Liu et al., Nature Communications. 2024.

https://pubmed.ncbi.nlm.nih.gov/39187479

Researchers developed an intranasal, single-dose, live-attenuated severe acute respiratory syndrome coronavirus 2 (SARS-CoV-2, COVID-19) vaccine (CDO-7N-1) using codon deoptimization. This vaccine demonstrates broad protection against SARS-CoV-2 variants, with highly attenuated replication and minimal lung pathology across multiple in vivo passages. The vaccine induced robust mucosal and systemic neutralizing antibodies, as well as T-cell responses, in male and female hamsters, female K18-hACE2 mice, and male HFH4-hACE2 mice. In male and female cynomolgus macaques, CDO-7N-1 effectively prevented infection, reduced severe disease, and limited transmission of SARS-CoV-2 variants. This innovative approach offers potential advantages over traditional spike-protein vaccines by providing durable protection and targeting emerging variants to curb virus transmission. Supported by ORIP (K01OD026529).

In Vitro and In Vivo Functions of SARS-CoV-2 Infection-Enhancing and Neutralizing Antibodies

Li et al., Cell. 2021.

https://doi.org/10.1016/j.cell.2021.06.021

Antibody-dependent enhancement of infection is a concern for clinical use of antibodies. Researchers isolated neutralizing antibodies against the receptor-binding domain (RBD) or N-terminal domain (NTD) of SARS-CoV-2 spike from COVID-19 patients. Cryo-electron microscopy of RBD and NTD antibodies demonstrated function-specific binding modes. RBD and NTD antibodies mediated both neutralization and infection enhancement in vitro.

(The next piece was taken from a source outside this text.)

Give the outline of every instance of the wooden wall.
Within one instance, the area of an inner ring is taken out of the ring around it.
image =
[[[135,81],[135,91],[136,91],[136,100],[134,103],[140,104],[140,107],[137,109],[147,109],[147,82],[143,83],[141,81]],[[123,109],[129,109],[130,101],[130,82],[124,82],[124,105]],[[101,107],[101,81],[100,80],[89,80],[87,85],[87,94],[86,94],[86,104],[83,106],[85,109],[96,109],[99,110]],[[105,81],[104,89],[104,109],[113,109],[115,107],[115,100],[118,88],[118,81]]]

However, infusion of these antibodies into mice or macaques resulted in suppression of virus replication, demonstrating that antibody-enhanced infection in vitro does not necessarily predict enhanced infection in vivo. RBD-neutralizing antibodies having cross-reactivity against coronaviruses were protective against SARS-CoV-2, the most potent of which was DH1047. Supported by ORIP (P40OD012217, U42OD021458, S10OD018164), NIAID, NCI, NIGMS, and NIH Common Fund.